This morning, Virgil presented his debut Louis Vuitton collection at Domaine du Palais-Royal, a former royal palace. There were 56 looks in total, which included a white wool mohair suit, a quilted knit cycling top, a leather trench, fur-covered bags, monogram duffles with chains that dangled from the straps, a cashmere hoodie, and skate sneaker boots trimmed in LV monogram leather. I personally wasn’t overwhelmed by most of the designs; at times, it felt a little like Off-White for Louis Vuitton. But that almost doesn’t matter.
I weirdly feel really emotional about the show. And it’s not just because he and Kanye West shared a beautiful moment at the end. Or that Kid Cudi—beaming from ear to ear—walked the show. It’s all those things, and more.
When Louis Vuitton announced that it had appointed Virgil as its new men’s artistic director this past March, I didn’t know how to feel. I loved what Kim Jones, now artistic director at Dior Homme, had done at the Parisian fashion house for seven years. His designs were thoughtful, unique, and always aligned with an interesting story and reference points (often inspired by his travels around the world). Now that he was out, I wasn’t sure what Louis Vuitton under the direction of Virgil would look like, and if I’d like it.
But again, nearly all of that is beside the point. Since the show, all I’ve been able to think about is the iconic photo Tommy Ton took of Kanye, Virgil, Don C, Taz Arnold, Fonzworth Bentley, and Chris Julian during Paris Fashion Week in 2009, and what that image, and this moment, represent. At the time, those guys were attending fashion shows and (sometimes) sat front row, but they—and the world they represented (hip-hop and streetwear)—never truly felt welcome. Even when high-fashion let them through the door, they often weren’t allowed to stay for a drink. In 2013, Kanye famously told Zane Lowe that when he and Virgil interned at Fendi in 2009, they tried bringing the leather jogging pant to them well before it became a trend, but Fendi “knocked down” their idea. This past May, he also told Charlamagne Tha God that they “ain’t get to do nothing” at the fashion house.
That’s how it’s been since Shawn Stussy launched Stussy in the ‘80s, or since rappers like Biggie and Lil Kim have been rapping about and wearing Versace or Gucci. The fashion industry has largely ignored streetwear and hip-hop.
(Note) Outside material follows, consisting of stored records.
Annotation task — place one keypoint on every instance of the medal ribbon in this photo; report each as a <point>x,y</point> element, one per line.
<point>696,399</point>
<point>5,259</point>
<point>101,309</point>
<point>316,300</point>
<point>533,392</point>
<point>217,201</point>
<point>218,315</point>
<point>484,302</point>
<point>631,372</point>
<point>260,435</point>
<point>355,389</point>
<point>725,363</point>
I can’t tell you how many times in the past I’ve had to explain what streetwear is, or how it made sense that Complex covered streetwear, sneakers, hip-hop, and pop culture. It wasn’t only until recently, as streetwear and hip-hop became mainstream, that these same people began to care. But even then, some of that attention is still ingenuine, temporary, and limited. Fashion has largely only accepted the most mainstream names, like Supreme, and often only white faces. Even as as they acknowledge rappers’ influence on fashion now (which isn’t new, by the way), it seems more like fetishization.
Virgil’s appointment means a tremendous amount, not only to him, but also to his friends, peers, and people like me, who grew up on streetwear and hip-hop, and come from the same world. It was beautiful to see a designer of color leading a 164-year-old luxury fashion house. It was equally powerful to see a diverse cast of models and guys like Cudi, A$AP Nast, and Playboi Carti walk in a fashion show for a 164-year-old luxury fashion house. Or his Day 1s, the same guys in the Tommy Ton PFW photo—Kanye, Ibn, Fonzworth, Don C—sitting front row at a fashion show for a 164-year-old luxury fashion house now led by their longtime friend.
To me, this feels like the single biggest accomplishment in fashion for us, for everyone who belongs to and loves this culture. Yes, Supreme won the prestigious CFDA Menswear Designer of the Year Award, but something about that recognition feels disingenuous and more of a way for the CFDA to remain relevant. While there is some of that at play here too, with his title at Louis Vuitton, Virgil will actually be able to influence and change the way high-fashion sees designers of color, the youth, streetwear, and hip-hop. Who would’ve thought that a kid from Chicago with no formal design training would get this far?